Condanna ferma e dolore per quanto accaduto a Foggia durante un intervento del 118 conclusosi tragicamente con il decesso di una donna. In una nota congiunta, ASL Foggia e Sanitaservice esprimono cordoglio per la vittima e solidarietà agli operatori aggrediti dai familiari della paziente, sottolineando come “la violenza, in qualunque forma, non possa e non debba mai essere tollerata”.
Il direttore generale Antonio Nigri, il direttore del Dipartimento Emergenza-Urgenza Stefano Colelli e l’amministratore unico di Sanitaservice Angelo Tomaro hanno ricordato che “la sicurezza degli operatori sanitari è un diritto irrinunciabile: chi soccorre non è un bersaglio”. Le due direzioni hanno inoltre ringraziato le forze dell’ordine intervenute tempestivamente per mettere in sicurezza l’equipaggio e consentire la prosecuzione delle manovre di rianimazione cardio-respiratorie.

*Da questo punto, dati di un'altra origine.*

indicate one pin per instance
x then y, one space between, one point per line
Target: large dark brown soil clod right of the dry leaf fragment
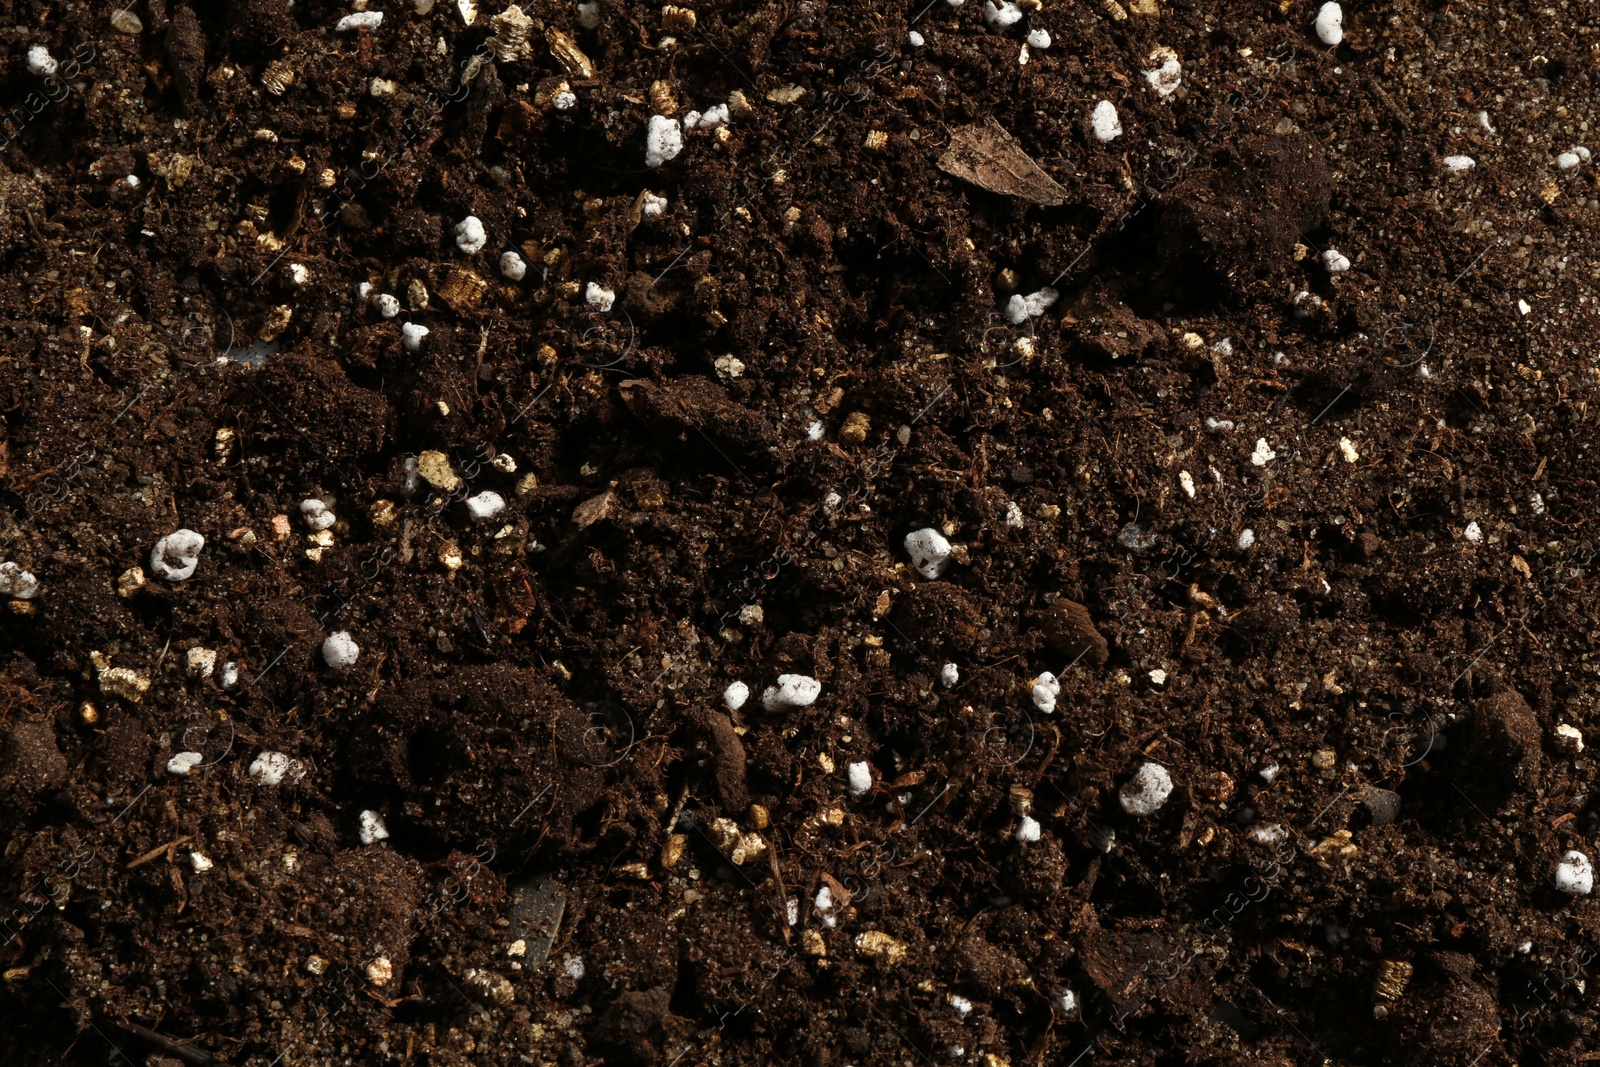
1234 228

Indagini interne e denuncia in arrivo
La direzione sanitaria e quella del Dipartimento Emergenza-Urgenza hanno già acquisito e analizzato gli audio relativi alle comunicazioni intercorse durante l’intervento, da cui emerge che il personale del 118 ha agito nel pieno rispetto dei protocolli. Gli operatori hanno utilizzato il defibrillatore e praticato manovre salvavita per quasi un’ora, proseguendo il massaggio cardiaco per 58 minuti.
Nelle prossime ore, la direzione generale di ASL Foggia, insieme a Sanitaservice, formalizzerà una denuncia contro gli autori delle violenze subite dal personale. “Il nostro impegno – si legge nel comunicato – resta quello di tutelare la salute pubblica e la sicurezza degli operatori sanitari, rinnovando l’appello a un senso civico condiviso, fondato sul rispetto reciproco, anche nei momenti più critici”.